This pandemic has put a strain on many industries from commercial fishing, to tourism, to the commercial construction industry. However, what some people don’t take into account are the amount of construction jobs that have been affected by the virus and the state being shut down. Many of these jobs were deemed essential, but some large projects were unable to move forward.

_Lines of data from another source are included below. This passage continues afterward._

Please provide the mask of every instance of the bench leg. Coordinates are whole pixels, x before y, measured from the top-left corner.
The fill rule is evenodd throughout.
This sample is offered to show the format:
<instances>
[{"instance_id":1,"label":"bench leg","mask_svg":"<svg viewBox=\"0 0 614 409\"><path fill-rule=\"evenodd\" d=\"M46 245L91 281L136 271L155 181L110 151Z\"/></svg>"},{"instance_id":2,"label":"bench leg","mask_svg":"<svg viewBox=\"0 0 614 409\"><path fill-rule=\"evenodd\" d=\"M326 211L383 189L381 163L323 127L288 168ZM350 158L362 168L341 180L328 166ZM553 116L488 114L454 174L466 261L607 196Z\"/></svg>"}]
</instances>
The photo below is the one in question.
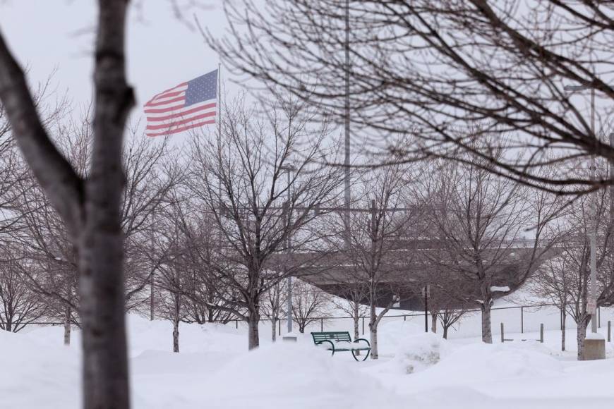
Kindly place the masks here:
<instances>
[{"instance_id":1,"label":"bench leg","mask_svg":"<svg viewBox=\"0 0 614 409\"><path fill-rule=\"evenodd\" d=\"M356 353L354 353L354 350L352 350L352 351L351 351L351 356L354 357L354 359L356 360L356 362L364 361L364 360L366 360L366 359L369 357L369 353L371 353L371 350L368 350L368 351L367 351L367 353L365 354L365 358L363 358L361 359L361 360L359 360L359 359L358 359L357 358L356 358ZM359 355L359 356L361 356L361 355Z\"/></svg>"}]
</instances>

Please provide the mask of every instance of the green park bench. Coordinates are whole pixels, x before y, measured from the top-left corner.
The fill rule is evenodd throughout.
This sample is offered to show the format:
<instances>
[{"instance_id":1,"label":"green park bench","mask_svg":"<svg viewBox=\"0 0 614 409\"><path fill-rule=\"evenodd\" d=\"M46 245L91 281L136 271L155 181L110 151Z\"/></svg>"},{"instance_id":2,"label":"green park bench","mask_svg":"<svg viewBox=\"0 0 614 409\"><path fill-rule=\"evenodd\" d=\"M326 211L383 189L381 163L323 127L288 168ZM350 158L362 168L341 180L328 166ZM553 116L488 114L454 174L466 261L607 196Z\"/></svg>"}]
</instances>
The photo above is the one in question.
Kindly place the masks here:
<instances>
[{"instance_id":1,"label":"green park bench","mask_svg":"<svg viewBox=\"0 0 614 409\"><path fill-rule=\"evenodd\" d=\"M359 359L356 355L357 351L367 351L367 353L365 354L365 358L362 360L366 360L371 352L371 346L368 341L363 338L359 338L352 342L349 332L347 331L312 332L311 336L313 338L313 343L315 345L321 345L324 343L330 343L330 347L328 348L328 350L332 350L332 355L335 355L336 352L351 352L354 359L358 361ZM352 344L355 344L361 341L367 343L367 346L353 346Z\"/></svg>"}]
</instances>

In 2004, the Maine State Legislature passed a law to provide leadership in addressing the threat of climate change. This law set clear greenhouse gas reduction goals by the year 2020. Here we are in the year 2020 and we have achieved significant strides in technology of clean energy and lowering our carbon emissions. Some people may disagree with some of these clean energy sources. However, what we have achieved is good paying construction jobs. Whether it is companies building roads, doing earth work to develop sites, running transmission lines or trucking equipment and gear to the sites, these companies have invested millions of dollars into their workforce. They have invested in specialty equipment and tools in order to perform these jobs to industry standards and provide these good paying jobs for Maine Workers. They have completely pivoted to the needs of the environment by following regulations, updated permitting processes, and adapted to the growing need for work in clean energy.

Reed & Reed in Woolwich is the second-largest construction company in the state of Maine and they are located in Woolwich. They provide a large number of jobs to the citizens in this area and more often than not, their work is with clean energy. The people who work for Reed & Reed are our friends, family, neighbors and community members. Due to this pandemic, these projects have been slowed down because of the fear of infection, the unsteady economy, or these projects not being considered essential.

Clean energy was among the fastest growing sectors of the U.S. economy before March, but the pandemic has caused staggering losses as with other industries. More than 2,200 clean energy jobs have been lost in Maine alone. Maine’s clean energy job creators need Congress to pass a pro-growth framework that puts clean energy workers back on the job. By putting in place a plan our federal leadership can bolster local economies, ensure long-term employment opportunities and continue to lead on issues of the environment.

With the amount of workers from BIW currently on strike, we must do whatever is that we can to ensure the workers in our community are taken care of. Companies like Reed & Reed have made the investment to ensure that these jobs stay in Maine and not completely turned over to out-of-state companies. Protecting these clean energy jobs is crucially important not just for the workers and the businesses that employ them, but for the community businesses that depend on those employees for support. The local town convenience store, pizza place, and breakfast joint, just to name a few, depend on these workers to frequent their establishments to be able to survive. Maine needs affordable power if we are going to entice businesses to move and bring high paying jobs.

I appreciate all of the work that Senator Collins is doing to support the construction industry in the State of Maine and I hope to have an opportunity to work with her in strengthening these clean energy and infrastructure jobs. During this time of uncertainty, we need leaders like Senator Susan Collins to pass legislation that secures a robust clean energy workforce, provides needed paychecks and supports homegrown American innovation.

Jeffrey K. Pierce is a former state representative and is the Republican candidate for House District 53 in the state Legislature. He lives in Dresden.